When I said that we “are on a collision course with extinction” in the title of this article, I was not kidding around.
Without insects, we would have an exceedingly difficult time trying to survive on this planet. I really like how a Scientific American article made this point…
Insects pollinate a spectrum of plants, including many of those that humans rely on for food. They also are key players in other important jobs including breaking dead things down into the building blocks for new life, controlling weeds and providing raw materials for medicines. And they provide sustenance for a spectrum of other animals—in fact, the Puerto Rico study showed a decline in density of insect-eating frogs, birds and lizards that paralleled the insect nosedive.
As the planetary food chain systematically breaks down, we can rely on the artificial food chains that we have created for a while, but once things get bad enough those artificial food chains will not be nearly enough to feed the entire planet.
And it isn’t just invertebrates that are seeing their populations collapse.
Vertebrate populations are collapsing too, and according to one recent report they are down “an average of 60 percent since 1970”…
The population of the planet’s vertebrates has dropped an average of 60 percent since 1970, according to a report by the WWF conservation organization.
The most striking decline in vertebrate population was in the tropics in South and Central America, with an 89 percent loss compared to 1970. Freshwater species have also significantly fallen — down 83 percent in that period.
Vertebrates include all mammals, fish, birds, amphibians and reptiles.
Needless to say, a 60 percent decline in less than 50 years is absolutely horrific, and essentially what we are facing is a slow-motion global cataclysm.

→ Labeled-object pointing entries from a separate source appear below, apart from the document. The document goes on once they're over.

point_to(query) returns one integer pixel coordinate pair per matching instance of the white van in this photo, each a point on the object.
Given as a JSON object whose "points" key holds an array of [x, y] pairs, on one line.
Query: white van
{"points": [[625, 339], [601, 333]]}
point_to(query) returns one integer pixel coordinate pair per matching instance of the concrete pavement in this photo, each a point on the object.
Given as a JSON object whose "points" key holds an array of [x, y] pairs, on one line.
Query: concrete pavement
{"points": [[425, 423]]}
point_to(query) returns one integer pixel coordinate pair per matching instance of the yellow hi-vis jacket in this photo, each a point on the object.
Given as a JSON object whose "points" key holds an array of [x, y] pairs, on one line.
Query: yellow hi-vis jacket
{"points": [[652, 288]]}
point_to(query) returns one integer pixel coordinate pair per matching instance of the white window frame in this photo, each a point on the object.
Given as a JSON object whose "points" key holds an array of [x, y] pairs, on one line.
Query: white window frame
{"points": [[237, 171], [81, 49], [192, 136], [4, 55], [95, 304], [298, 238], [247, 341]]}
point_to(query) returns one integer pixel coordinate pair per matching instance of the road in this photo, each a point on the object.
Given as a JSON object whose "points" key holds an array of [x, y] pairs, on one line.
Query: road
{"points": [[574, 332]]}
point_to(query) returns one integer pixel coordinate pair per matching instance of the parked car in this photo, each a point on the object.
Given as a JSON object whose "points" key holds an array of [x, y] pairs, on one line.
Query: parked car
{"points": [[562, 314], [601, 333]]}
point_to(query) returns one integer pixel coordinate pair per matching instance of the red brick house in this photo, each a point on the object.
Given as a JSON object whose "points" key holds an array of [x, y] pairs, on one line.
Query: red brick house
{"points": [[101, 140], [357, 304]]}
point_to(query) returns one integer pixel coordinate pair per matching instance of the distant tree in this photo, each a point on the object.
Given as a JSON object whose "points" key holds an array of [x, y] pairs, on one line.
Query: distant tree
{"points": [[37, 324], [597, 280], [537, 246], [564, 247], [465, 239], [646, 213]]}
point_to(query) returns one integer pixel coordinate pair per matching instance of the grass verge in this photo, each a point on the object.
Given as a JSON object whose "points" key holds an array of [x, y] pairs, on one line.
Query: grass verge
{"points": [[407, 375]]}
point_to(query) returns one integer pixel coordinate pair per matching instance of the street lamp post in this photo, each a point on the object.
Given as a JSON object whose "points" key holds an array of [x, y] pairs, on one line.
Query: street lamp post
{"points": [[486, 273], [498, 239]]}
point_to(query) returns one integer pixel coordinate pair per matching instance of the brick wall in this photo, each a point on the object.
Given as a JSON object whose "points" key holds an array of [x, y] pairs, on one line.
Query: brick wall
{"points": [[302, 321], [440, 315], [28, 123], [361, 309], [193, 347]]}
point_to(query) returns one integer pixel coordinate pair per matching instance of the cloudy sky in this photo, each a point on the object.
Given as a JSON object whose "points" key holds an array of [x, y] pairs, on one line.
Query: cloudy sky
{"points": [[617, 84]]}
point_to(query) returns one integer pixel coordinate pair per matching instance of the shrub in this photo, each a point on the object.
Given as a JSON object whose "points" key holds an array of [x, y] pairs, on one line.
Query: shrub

Meanwhile, we are running out of easily recoverable oil, there are already severe shortages of fresh water all over the globe, and at this point we can barely grow enough food to feed everyone in the world.
We are literally teetering on the precipice of disaster, and yet most people don’t realize what is happening.
The clock is ticking, and time is running out for the late, great planet Earth. We are literally destroying the globe, and we lack the willpower to do anything to stop our destructive behavior.
And soon 5G cellphone networks will be rolling out all over the world, and that will greatly increase the amount of radiation that we are constantly bombarding our natural environment with. But we must have better cellphone service, and so we are literally willing to sacrifice the future of our planet in order to get it.
I could go on and on, but I think that you get the point.
A massive global environmental collapse is already well underway, and it is only going to accelerate in the years ahead as humanity races toward a date with destiny.